Blake Corum has reached the height of fame in Ann Arbor, becoming an instant legend during the past 2 seasons for the reigning Big Ten champion Michigan Wolverines.

He’s done everything possible, now turning the question to what’s next for the star running back.

Should he stay another year with coach Jim Harbaugh? Or should he make the move toward the 2023 NFL Draft? Now that it’s been announced that he’s out for the rest of the season, the answer seems crystal clear.

Staying in school for sentimental reasons, wanting to be with brothers and family — all of that is great. But in terms of personal benefit, no time would be better than now. Corum hasn’t made a formal announcement, but it’s possible that his days in Ann Arbor will soon come to an end.

Running back careers in the NFL are, on average, short-lived gigs.

According to, NFL RBs last 2.57 years.

What does that mean for Blake Corum? Well, it means that time is of the essence. Another year in college probably wouldn’t do much for his draft stock; he’s already projected as a 3rd- or 4th-rounder, so he might as well get it while the getting is good.

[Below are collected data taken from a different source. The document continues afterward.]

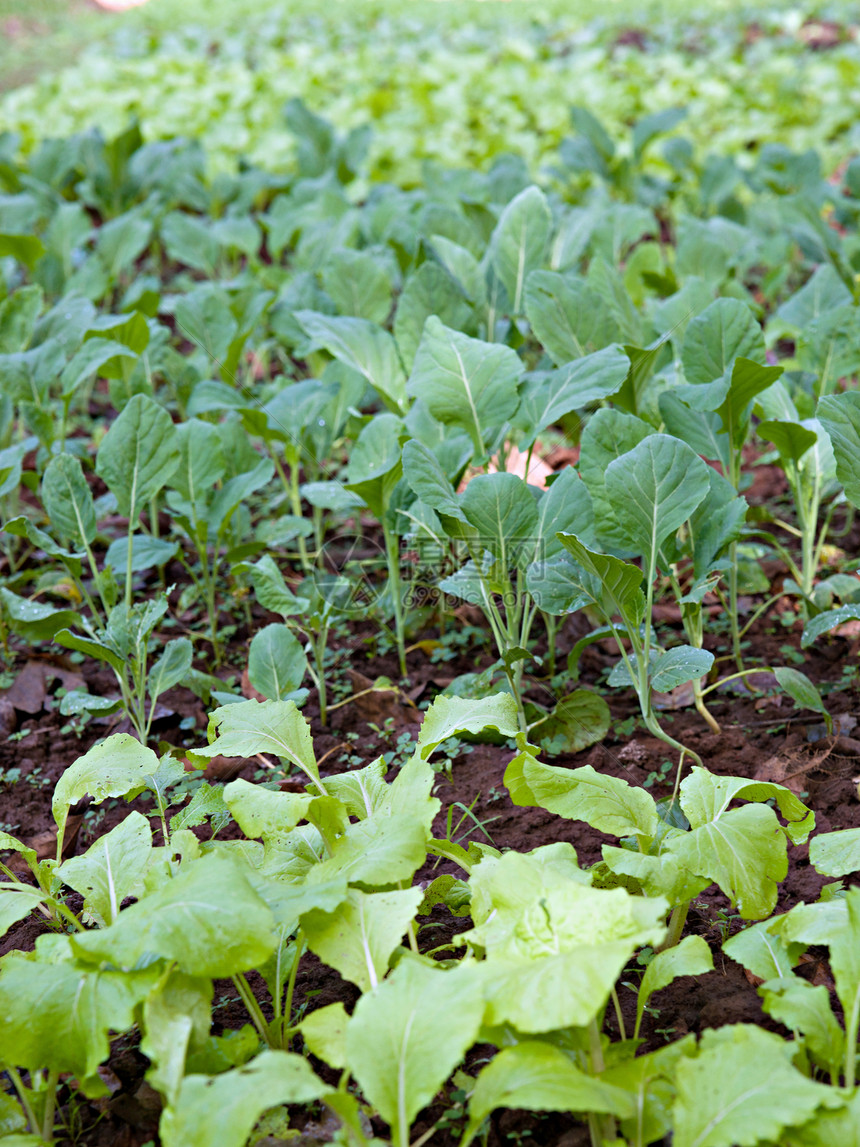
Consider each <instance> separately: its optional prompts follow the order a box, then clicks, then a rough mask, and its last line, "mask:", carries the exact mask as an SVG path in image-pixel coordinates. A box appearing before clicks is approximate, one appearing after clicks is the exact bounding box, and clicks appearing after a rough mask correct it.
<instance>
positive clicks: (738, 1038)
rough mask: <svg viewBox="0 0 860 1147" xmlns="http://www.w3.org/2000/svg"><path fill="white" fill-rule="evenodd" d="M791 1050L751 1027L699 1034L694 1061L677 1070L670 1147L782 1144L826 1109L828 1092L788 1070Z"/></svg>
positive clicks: (731, 1028) (744, 1145) (707, 1032)
mask: <svg viewBox="0 0 860 1147" xmlns="http://www.w3.org/2000/svg"><path fill="white" fill-rule="evenodd" d="M793 1051H795V1050H793V1047H792V1045H791V1044H789V1043H785V1041H784V1040H783V1039H782V1038H781V1037H780V1036H775V1035H773V1033H772V1032H769V1031H765V1030H764V1029H761V1028H756V1027H753V1025H752V1024H745V1023H738V1024H734V1025H732V1027H726V1028H719V1029H717V1030H712V1031H709V1032H706V1033H705V1036H704V1037H703V1039H702V1043H701V1045H699V1053H698V1055H697V1056H696V1058H695V1059H683V1060H680V1061H679V1063H678V1068H677V1072H675V1082H677V1087H678V1095H677V1099H675V1102H674V1145H675V1147H753V1145H755V1144H759V1142H763V1141H768V1140H771V1141H777V1142H779V1141H781V1138H782V1131H783V1129H784V1128H790V1126H792V1125H796V1124H799V1123H805V1122H806V1121H807V1119H810V1118H811V1117H812V1114H813V1113H814V1111H815V1109H816V1108H818V1107H820V1106H822V1105H823V1103H826V1102H828V1099H829V1097H828V1089H827V1087H824V1086H823V1085H822V1084H818V1083H813V1082H812V1080H810V1079H807V1078H806V1077H805V1076H803V1075H800V1072H799V1071H798V1070H797V1069H796V1068H795V1067H793V1066H792V1064H791V1058H792V1055H793Z"/></svg>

At 22 years old, he has roughly 6 years of premium production left in the tank, with ages 25-28 being the peak. According to Apex Fantasy Football, nearly 85 percent of NFL running backs fit the description.

Of course there are exceptions. But stats are stats for a reason, and that’s because they’re accurate predictors. Not only would staying in Ann Arbor shave off a year of potential NFL production, but it’d also flush away at least $705,000, the league’s rookie minimum.

A finalist for the Doak Walker Award and, at one time, a top-3 Heisman candidate, Corum has already made a name for himself in Ann Arbor, so with the exception of winning a national title, there really isn’t much left for him to accomplish in college.

In 2021, Corum was a workhorse during the Wolverines’ rise to Big Ten supremacy, an ascent that included a 42-27 win Ohio State in the regular-season finale and a 42-3 victory over Iowa in the Big Ten Championship Game. He’s had one of the best back-to-back stretches in Michigan history, accounting for 33 touchdowns and 2,415 rushing yards — with 1,463 yards and 19 TDs (18 rush/1 receiving) through 12 games this season.

Prior to injury, Corum was tabbed as a Heisman favorite by Harbaugh.

“There was a time there maybe four, five games ago where I would have thought, ‘Yeah, he deserves to be in New York for the Heisman Trophy,’ Harbaugh said, per Maize N Brew. “Now, I think he is the frontrunner for it. … I don’t think there is a better back in the country right now than Blake Corum. He is having an MVP-type of year. He’s having a Heisman Trophy kind of year.”

For other players, returning to school seems to be the best call. Take tight end Erick All, for example, who was injured in Week 2 and ruled out for the season following surgery. Entering the season, All was ranked among the top NFL Draft-eligible tight ends; however, another year could dramatically boost his draft stock.

With a lot of positions, returning boosts stock. But that’s not always the case with running backs, who need to get theirs while it’s available — or risk suffering another injury or plummeting on draft boards.

Michigan has never been hotter. Corum has never been hotter. Most stars want to finish the job with their team, and Corum has done so this regular season. Without him, Michigan wouldn’t be on the verge of a second straight B1G championship.

But what if the Wolverines don’t get the job done this year? What if they lose to Purdue, or in the first round of the CFP?

Then what?

Fans, of course, would probably want to see Corum return in 2023. But let’s forget about fandom and focus on reality: He has nothing left to prove at Michigan.

The NFL is waiting, and it’s time for Corum to regain his health and make that jump.